When people, scholars and non-scholars alike, charge someone with complicity frequently the result of that charge is a particular kind of immobility; when we, scholars and non-scholars alike, are charged with complicity we might tend to turn inwards with shame, or an overwhelmed feeling of how impossible it would be to extract ourselves from currently ubiquitous relations of extraction. Often feeling complicit means that we give up on action. Indeed, as I’ll investigate below, frequently the charge of complicity is meant precisely to claim that if you are complicit in something you do not have standing to oppose that thing. This is worth investigating, because if calling out complicity is meant to prompt effective ethical or political action but instead it derails precisely that action, the charge of complicity may itself produce further complicity – or at least not help precisely with furthering the goal of reducing the relevant harm or wrong. I am interested in whether identifying complicity can produce collective solidarity, the kind of struggle that causes power to hear demands, instead of individual immobilization.

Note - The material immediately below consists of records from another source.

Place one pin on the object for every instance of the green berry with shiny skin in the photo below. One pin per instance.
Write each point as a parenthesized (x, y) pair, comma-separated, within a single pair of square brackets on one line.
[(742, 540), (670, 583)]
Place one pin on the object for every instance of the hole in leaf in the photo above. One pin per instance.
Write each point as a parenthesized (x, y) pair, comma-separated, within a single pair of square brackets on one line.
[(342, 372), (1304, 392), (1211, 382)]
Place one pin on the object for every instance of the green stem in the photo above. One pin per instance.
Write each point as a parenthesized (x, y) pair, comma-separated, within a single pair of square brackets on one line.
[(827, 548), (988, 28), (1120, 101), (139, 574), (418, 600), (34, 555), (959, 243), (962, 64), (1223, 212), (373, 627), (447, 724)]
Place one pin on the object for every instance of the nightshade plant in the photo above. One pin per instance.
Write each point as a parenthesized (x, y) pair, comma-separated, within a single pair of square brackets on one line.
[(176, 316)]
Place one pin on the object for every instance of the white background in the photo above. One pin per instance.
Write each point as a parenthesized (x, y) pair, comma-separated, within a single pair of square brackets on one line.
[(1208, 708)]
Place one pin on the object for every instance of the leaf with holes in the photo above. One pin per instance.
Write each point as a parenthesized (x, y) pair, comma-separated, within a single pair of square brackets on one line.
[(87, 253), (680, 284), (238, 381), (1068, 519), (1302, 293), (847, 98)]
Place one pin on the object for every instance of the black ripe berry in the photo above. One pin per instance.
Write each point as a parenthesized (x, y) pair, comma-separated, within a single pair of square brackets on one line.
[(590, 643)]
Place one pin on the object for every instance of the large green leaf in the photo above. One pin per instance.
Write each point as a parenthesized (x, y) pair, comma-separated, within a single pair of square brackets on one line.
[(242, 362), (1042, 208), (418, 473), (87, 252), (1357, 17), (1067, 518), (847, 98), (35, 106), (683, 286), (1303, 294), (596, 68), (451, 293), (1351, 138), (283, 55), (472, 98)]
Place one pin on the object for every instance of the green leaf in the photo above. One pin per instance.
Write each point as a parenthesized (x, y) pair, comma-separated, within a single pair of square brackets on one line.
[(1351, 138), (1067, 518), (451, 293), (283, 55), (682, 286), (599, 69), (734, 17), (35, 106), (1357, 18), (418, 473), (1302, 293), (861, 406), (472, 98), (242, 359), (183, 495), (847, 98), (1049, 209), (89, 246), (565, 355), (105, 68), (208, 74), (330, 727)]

I’ll begin with a short section on why complexity and complicity so often evoke moral immobilization, which I think comes down to some problems with individualism. I’ll lay out my sense of when it is coherent to say we are complicit, and when we should reject the language of complicity. In section two, I’ll offer Elizabeth Minnich’s distinction between intensive and extensive evil, putting it in conversation with Elizabeth Spelman’s account of repair as a creative form of destroying brokenness. In section three, I’ll outline practices of relationality that offer moral traction for choosing which side we’re on, recognizing that we are frequently complicit without our own will or intent, but resolving to act anyhow.
… As is my practice, I’ve taken down the rest of the access copy of this work in progress a week after putting it up; if you would like a copy of the current draft I’m happy to send it to you – please just email me!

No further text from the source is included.